I thought I'd post it here as well in the hope of giving something back to this forum for others to read into the future should this question come up again.
"Use a product called "Glass Setting Tape", available in various thicknesses from automotive glass installers. It is available in various thicknesses to get the correct fit."
"Fold tape in half and insert glass into the Vee. Form tape snuggly to the glass. You need a tight fit into the channel. If loose get a thicker tape or add a additional layer. Your glass shop can help you with the thickness of tape if you take the glass and channel in with you. Lubricate the tape with engine oil and gently tap the channel over the tape and glass working you way back and forth until the glass is firmly seated, have the top of the window on a piece of carpet on a firm surface. Take a utility knife with a sharp blade and dull the tip with emery or a stone so it does not scratch the glass and trim the excess setting tape from around the channel. Clean the surplus oil up. The oil will continue to act on the rubber causing it to swell even tighter."
"Got this info from a retired glass man that cut my glass for me. Worked good for me."

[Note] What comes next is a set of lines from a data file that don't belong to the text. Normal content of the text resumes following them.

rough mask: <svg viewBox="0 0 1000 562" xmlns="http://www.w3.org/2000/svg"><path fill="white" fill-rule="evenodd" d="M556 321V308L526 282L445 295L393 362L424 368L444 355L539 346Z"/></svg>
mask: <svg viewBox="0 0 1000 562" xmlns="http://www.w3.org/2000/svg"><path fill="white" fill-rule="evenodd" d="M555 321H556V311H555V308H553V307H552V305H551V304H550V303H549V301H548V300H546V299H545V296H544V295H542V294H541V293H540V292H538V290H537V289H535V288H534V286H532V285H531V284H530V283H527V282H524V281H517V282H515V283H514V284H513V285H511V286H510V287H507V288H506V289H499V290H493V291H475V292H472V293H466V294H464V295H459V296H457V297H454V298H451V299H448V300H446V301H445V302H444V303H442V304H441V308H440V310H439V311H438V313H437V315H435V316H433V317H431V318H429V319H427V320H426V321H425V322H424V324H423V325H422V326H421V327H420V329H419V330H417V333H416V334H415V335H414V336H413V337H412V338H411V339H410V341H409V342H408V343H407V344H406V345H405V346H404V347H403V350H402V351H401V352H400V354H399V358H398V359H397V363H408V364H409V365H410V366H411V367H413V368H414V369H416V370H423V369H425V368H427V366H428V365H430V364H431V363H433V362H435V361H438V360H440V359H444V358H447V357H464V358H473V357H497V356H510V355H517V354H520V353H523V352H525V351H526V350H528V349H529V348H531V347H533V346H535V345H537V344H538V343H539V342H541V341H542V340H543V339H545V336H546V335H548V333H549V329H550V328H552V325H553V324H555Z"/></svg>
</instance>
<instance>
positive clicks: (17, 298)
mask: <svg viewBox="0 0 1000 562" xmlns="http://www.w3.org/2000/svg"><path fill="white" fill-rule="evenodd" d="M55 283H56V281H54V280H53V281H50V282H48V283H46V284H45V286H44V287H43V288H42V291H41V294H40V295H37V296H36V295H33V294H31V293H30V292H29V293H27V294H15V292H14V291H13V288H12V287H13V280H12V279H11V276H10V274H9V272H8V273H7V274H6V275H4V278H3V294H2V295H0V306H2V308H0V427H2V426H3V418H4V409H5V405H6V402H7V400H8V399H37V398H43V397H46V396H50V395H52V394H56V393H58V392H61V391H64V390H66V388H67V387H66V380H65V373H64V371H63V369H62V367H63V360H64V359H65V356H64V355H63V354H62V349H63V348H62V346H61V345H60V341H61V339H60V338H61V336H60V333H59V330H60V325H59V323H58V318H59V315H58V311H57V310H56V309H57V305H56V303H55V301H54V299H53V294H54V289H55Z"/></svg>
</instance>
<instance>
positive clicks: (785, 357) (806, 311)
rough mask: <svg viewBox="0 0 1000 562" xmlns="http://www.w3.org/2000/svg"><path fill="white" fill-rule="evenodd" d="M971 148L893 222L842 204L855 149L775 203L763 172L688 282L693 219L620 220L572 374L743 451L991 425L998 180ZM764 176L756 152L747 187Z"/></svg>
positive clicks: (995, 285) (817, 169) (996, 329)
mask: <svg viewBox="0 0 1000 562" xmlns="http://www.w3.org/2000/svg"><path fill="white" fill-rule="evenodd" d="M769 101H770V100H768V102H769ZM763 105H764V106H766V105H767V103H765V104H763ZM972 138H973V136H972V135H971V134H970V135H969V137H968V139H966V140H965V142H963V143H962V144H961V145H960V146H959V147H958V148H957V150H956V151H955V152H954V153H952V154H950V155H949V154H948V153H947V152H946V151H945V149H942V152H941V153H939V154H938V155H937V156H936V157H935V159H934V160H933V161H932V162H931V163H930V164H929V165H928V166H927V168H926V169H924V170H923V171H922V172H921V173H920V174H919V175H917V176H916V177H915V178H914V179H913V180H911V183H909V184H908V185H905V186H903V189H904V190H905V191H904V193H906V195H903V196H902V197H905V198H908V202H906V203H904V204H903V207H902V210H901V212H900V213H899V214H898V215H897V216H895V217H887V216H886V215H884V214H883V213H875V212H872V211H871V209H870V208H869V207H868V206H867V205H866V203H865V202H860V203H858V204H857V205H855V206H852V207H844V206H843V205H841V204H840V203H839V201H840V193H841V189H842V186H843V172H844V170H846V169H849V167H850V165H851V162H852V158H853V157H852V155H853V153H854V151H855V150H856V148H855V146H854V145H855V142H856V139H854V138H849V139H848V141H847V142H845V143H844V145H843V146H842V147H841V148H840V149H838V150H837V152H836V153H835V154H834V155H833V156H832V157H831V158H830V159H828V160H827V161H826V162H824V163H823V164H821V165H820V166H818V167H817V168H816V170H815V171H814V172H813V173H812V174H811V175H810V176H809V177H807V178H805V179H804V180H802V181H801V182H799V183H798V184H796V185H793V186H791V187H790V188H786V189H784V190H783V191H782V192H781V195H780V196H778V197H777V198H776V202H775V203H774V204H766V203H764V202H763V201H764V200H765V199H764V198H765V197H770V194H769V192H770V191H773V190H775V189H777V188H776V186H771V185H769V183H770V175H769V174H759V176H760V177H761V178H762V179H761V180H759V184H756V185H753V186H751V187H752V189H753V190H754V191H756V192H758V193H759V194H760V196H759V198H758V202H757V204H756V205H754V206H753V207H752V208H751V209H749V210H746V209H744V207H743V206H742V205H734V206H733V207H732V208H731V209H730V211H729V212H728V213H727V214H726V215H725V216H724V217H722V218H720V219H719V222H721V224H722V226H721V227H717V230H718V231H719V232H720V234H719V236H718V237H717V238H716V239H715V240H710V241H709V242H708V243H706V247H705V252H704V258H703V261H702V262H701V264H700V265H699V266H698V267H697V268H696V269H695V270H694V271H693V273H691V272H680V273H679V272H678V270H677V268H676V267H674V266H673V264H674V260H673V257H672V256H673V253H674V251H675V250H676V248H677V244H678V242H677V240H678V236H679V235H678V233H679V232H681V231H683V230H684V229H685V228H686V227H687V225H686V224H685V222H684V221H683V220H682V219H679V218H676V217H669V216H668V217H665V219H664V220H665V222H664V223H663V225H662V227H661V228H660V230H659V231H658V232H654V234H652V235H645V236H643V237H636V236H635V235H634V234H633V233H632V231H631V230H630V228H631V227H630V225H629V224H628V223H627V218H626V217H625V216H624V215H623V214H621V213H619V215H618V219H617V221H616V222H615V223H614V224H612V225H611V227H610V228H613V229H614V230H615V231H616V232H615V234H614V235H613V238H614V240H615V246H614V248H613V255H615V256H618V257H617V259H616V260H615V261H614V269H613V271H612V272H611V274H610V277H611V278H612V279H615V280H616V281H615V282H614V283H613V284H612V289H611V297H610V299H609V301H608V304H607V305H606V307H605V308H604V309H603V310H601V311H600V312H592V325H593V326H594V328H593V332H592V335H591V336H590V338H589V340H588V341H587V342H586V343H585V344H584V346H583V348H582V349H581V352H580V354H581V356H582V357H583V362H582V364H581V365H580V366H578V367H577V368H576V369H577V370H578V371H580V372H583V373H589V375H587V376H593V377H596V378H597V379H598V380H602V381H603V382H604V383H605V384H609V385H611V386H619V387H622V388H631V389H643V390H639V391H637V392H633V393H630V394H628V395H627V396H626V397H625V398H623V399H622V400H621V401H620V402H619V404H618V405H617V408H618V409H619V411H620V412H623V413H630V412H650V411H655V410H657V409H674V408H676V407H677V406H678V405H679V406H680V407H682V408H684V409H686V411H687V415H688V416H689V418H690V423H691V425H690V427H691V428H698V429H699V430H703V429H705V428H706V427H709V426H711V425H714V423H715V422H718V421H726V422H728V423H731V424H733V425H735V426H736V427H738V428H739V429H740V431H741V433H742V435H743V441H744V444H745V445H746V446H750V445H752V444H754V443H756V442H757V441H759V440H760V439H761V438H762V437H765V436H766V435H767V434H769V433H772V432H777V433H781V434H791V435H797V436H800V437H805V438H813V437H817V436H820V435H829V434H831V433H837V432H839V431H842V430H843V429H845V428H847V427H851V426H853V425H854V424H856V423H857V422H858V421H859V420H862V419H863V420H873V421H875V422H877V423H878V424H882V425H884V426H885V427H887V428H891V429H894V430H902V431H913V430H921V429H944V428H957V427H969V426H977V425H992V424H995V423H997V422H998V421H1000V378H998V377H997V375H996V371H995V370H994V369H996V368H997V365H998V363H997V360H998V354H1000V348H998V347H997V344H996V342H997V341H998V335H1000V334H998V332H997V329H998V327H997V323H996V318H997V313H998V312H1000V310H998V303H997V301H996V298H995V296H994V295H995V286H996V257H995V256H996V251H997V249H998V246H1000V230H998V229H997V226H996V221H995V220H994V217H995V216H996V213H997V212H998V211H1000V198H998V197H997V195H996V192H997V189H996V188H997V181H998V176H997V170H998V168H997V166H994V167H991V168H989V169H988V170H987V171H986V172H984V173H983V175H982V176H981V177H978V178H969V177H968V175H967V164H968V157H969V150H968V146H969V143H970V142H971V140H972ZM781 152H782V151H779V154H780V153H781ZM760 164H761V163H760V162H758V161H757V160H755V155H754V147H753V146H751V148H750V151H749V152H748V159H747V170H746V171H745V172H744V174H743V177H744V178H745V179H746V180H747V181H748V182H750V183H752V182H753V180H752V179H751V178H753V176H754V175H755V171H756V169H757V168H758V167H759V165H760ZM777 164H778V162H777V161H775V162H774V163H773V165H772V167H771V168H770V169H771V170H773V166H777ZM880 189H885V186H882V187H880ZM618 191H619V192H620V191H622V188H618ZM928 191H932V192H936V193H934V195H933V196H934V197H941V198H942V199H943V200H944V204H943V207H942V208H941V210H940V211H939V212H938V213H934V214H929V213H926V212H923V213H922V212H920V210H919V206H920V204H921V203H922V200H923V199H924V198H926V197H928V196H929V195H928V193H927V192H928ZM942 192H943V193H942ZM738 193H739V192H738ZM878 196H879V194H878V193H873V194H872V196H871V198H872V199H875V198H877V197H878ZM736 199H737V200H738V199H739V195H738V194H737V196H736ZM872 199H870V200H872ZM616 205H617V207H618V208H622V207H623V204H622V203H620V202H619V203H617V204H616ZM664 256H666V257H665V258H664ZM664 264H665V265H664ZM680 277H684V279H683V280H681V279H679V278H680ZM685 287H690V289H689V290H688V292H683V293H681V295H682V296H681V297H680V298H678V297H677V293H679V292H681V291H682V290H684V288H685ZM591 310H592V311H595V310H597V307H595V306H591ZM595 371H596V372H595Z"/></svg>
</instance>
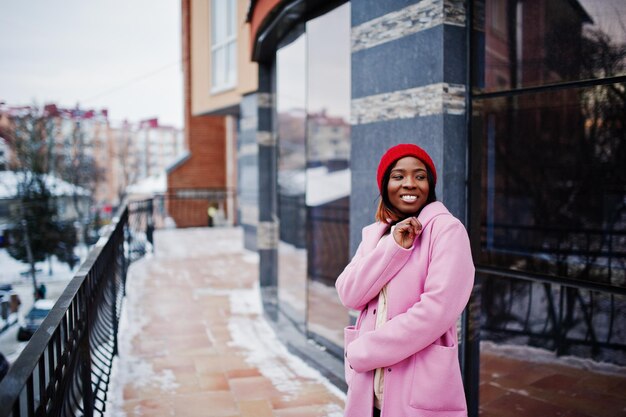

Aaron, that is exactly how I've done the widow channels. Loctite PL-S30 is a urethane and remains soft enough to cut with a razor blade in case the glass needs to be replaced. The original channels I've seen are very rusted up, some to the point of ruin. I feel its best to seal the channels good to prevent water from being trapped and causing damage.
I got another reply outside this forum from a good friend at Bert's Model A Center in CO who offered this method which is similar to what somebody on here proposed.
"Take the glass out of the channel. Take the metal channel and squeeze it in a vise. Not a lot, just a little bit, Then turn the glass upside down and put your setting tape on the top of the glass and beat the channel onto the glass. IF you can pull it off ANY WAY by hand, then it is too loose and you need to squeeze the channel a bit more in the vise."
Often the channel is too rusted out to be squeezed in a vice or any other way.
That's why you should use RTV or urethane.
I have taken several widows out after they had been set with RTV. Like Don Booth says above, you can always cut it out with a razor. That is a lot easier than taking the glass out after it was pounded in with real tight glass setting tape.
RTV NEVER dries hard. It always stays like rubber.
But it will stick to the channel and the glass VERY WELL.